Indigo Quality No. 1 [100 g bag] (3.5 oz.)
Item No: 415:110100
Colour Index: Not Listed
ASTM Lightfastness: Not tested
Hardness: 2 Density: 2.6 Chemical Formula: C16H10 N2O2
Origin and History
Indigo is the name given to blue pigments prepared from certain plants, the active ingredient of which is an indol derivative found in the leaves, is fermented from a sugar. There are more than ten plants in the world, such as Tree Indigo (Indiagofera tinctoria) from India or Woad (Isatis tinctoria) from Europe, which contain the indigo pigment (Indigotin). The plant Indiagofera tinctoria thrives in the tropical climate of India and is the source of our pigment.
Ancient Greeks and Romans probably used indigo as a painting pigment. In the 13th century, Marco Polo was the first to report on the preparation of indigo in India.
Preparation of Dye
To prepare the dye, freshly cut plants are soaked until soft, packed into vats and left to ferment. It is then pressed into cakes for use as a watercolor or dried and ground into a fine powder for use in making lake pigments. A healthy vat will have a collection of rich purple-blue bubbles and film across the surface. These oxidized bubbles are known as aibana or indigo blossoms. The aibana are gently removed from the surface of the vat and allowed to dry. This is one of the purest forms of indigo and is used in making a lake pigment of indigo.
Some of the various chemical tests by which indigo may be identified are: sublimation test, nitric acid test, hydrosulfite test, solubility tests, and thin-layer chromatography. Indigo is characterized as having a good lightfastness (light resistance), good to moderate alcohol resistance, and low oil resistance. Indigo's chemical properties make it difficult to dissolve in hot ethanol, amyl alcohol, acetone, ethyl acetate, and pinene, but readily soluble in boiling aniline, nitrobenzene, naphthalene, phenol and phthalic anhydride. It is heat resistant to 150° C and is resistant to air. The precipitation is insoluble in water. Alkalis dissolve it and form the sodium salt indigo white, which oxidizes into many shades of blue.

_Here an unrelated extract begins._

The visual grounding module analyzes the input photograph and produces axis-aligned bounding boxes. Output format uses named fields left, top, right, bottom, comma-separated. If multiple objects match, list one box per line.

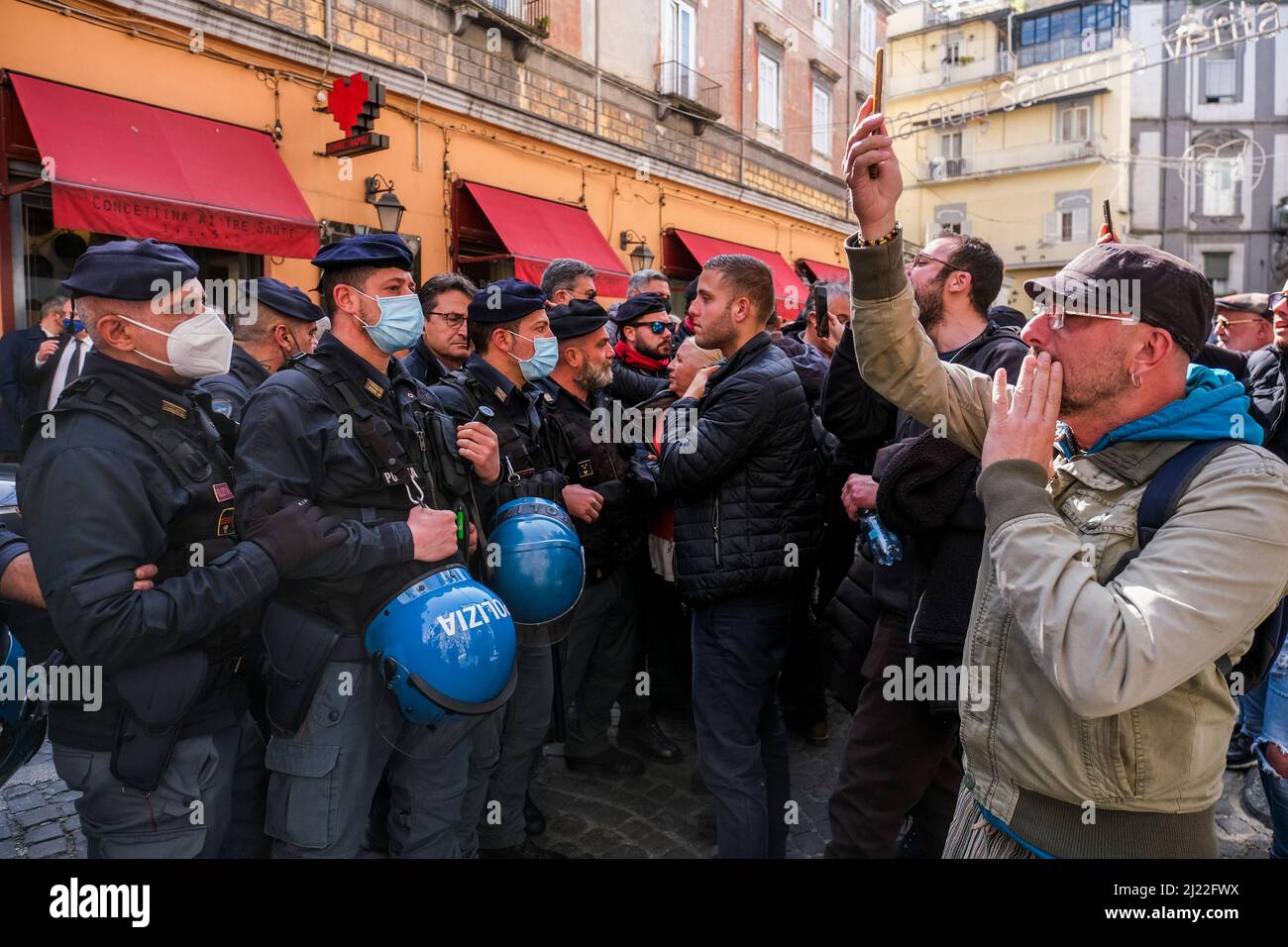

Indigo does not hold up in an oil base. It has fair tinting strength and may fade rapidly when exposed to strong sunlight. Worked in tempera or beneath varnish it can be very stable. It is also stable when exposed to hydrogen sulfide.
Preparation of Lake Pigment
A lake pigment is a natural organic pigment prepared when a dye has been precipitated on a powdered, colorless, inorganic substrate. The term derives from the Latin word lacca, used in the Middle Ages to denote both lake pigments and the Lac dye. Because of its transparency, aluminum hydroxide is the most commonly used substrate or carrier. Barites, such as barium sulfate, provide an opaque lake pigment. Other compounds used as carriers are: chalk, clay, gypsum, tin oxide, zinc oxide, white earth, and green earth. Often a mordant, such as tannic acid, lactic acid, or sodium phosphate, is used to fix the dye to the substrate.
Indigo is usually 'struck' or precipitated onto a base or substrate (aluminum hydrate, calcium sulfate, barium sulfate) to form a lake pigment.